Dziś analitycy coraz głośniej mówili o wprowadzeniu przez rosyjskie władze kontroli walutowej. - W podobnych sytuacjach bank centralny w kraju rozwijającym się powinien złamać kark rynkowi, sprzedając dolary. A tu bank centralny wycofał się z agresywnej sprzedaży waluty, która wsparłaby politykę monetarną. Dlatego dzisiejsze podniesienie stawek nic nie dało i nie możemy wykluczyć wprowadzenia kontroli transakcji walutowych i ograniczeń w zakupach - uważa Luis Costa analityk Citigroup.

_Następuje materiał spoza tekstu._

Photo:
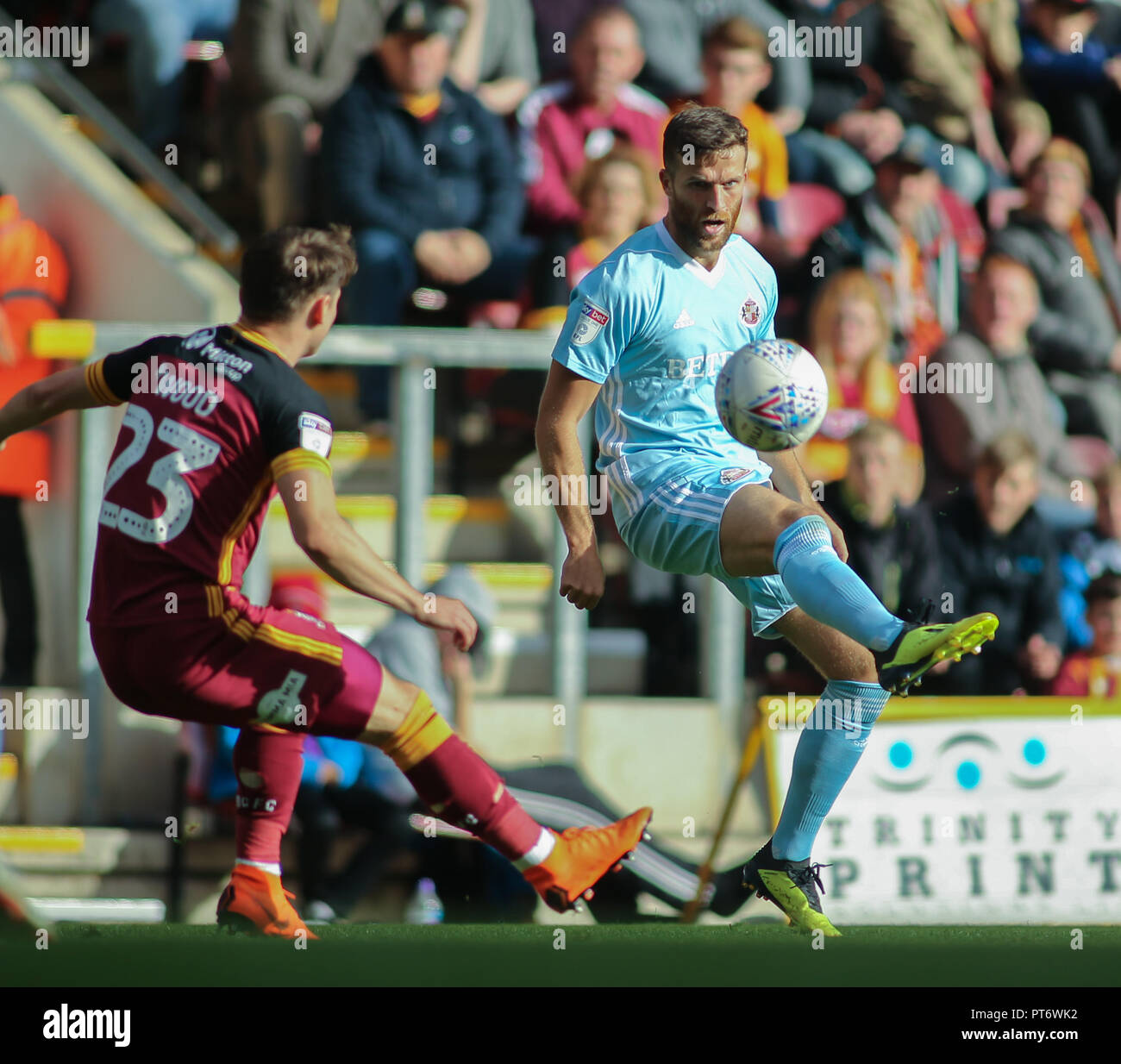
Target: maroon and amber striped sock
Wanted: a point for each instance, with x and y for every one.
(268, 764)
(458, 785)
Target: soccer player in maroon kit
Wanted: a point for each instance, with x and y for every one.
(217, 422)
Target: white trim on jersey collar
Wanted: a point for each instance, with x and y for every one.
(710, 277)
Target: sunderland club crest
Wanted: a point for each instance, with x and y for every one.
(749, 313)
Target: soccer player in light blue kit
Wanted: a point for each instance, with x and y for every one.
(647, 333)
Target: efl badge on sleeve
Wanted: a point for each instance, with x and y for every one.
(592, 318)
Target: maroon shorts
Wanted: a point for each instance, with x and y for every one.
(242, 665)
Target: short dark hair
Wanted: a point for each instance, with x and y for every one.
(1105, 588)
(285, 268)
(707, 130)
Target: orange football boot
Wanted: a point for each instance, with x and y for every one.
(256, 903)
(581, 858)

- Podniesienie stóp nie zahamowało spadku rubla. Teraz oczekujemy powtórki z lat 1998/1999 (Rosja ogłosiła techniczną niewypłacalność a kurs dolara z 6 rubli skoczył do 21 rubli; wiele banków upadło; ludzie utracili oszczędności; inwestorzy uciekli, ale zyskały firmy eksportowe - red). Także o jeden krok zbliżyliśmy się do wprowadzenia ograniczeń w przepływie kapitału - ocenił Per Hammarlun główny strategi rynków rozwijających się w banku SEB (Skandinaviska Enskilda Banken), dla agencji Bloomberg.

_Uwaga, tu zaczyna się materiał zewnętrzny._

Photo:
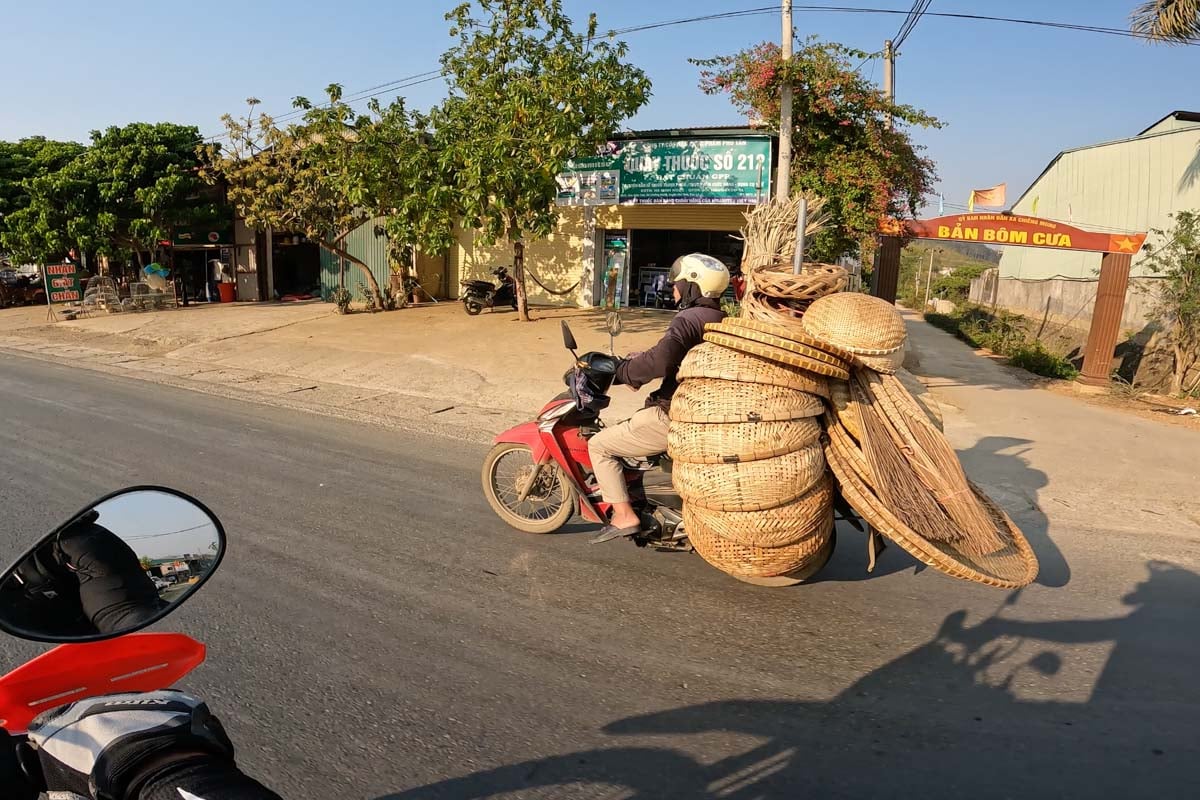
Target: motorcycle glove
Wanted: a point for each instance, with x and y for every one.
(109, 746)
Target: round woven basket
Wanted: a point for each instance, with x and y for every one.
(732, 329)
(779, 355)
(888, 365)
(708, 360)
(790, 331)
(858, 323)
(706, 400)
(814, 281)
(774, 527)
(750, 485)
(773, 310)
(1015, 565)
(729, 443)
(730, 557)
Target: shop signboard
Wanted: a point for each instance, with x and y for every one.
(63, 283)
(735, 172)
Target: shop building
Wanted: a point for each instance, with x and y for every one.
(627, 214)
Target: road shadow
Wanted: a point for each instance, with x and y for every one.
(979, 711)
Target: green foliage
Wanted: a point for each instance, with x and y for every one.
(1005, 334)
(25, 160)
(954, 287)
(120, 196)
(341, 298)
(841, 145)
(1177, 295)
(1035, 358)
(526, 94)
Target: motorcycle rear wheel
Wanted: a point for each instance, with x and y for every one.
(546, 509)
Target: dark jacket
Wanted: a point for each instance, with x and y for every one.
(663, 360)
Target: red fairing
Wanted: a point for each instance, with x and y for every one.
(137, 662)
(528, 434)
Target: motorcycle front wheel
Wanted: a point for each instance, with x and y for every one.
(549, 503)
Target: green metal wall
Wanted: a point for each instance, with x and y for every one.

Financial Times zwraca uwagę, że dzisiejszy zawał na rosyjskim rynku kosztował trzy zagraniczne banku obecne w Rosji spadek wartości rynkowej o w sumie 3 mld euro. Chodzi o Societe Generale (akcje w dół o 7,3 proc.), Raiffeisen (- 7 proc.) u Unicredit (-3,2 proc.).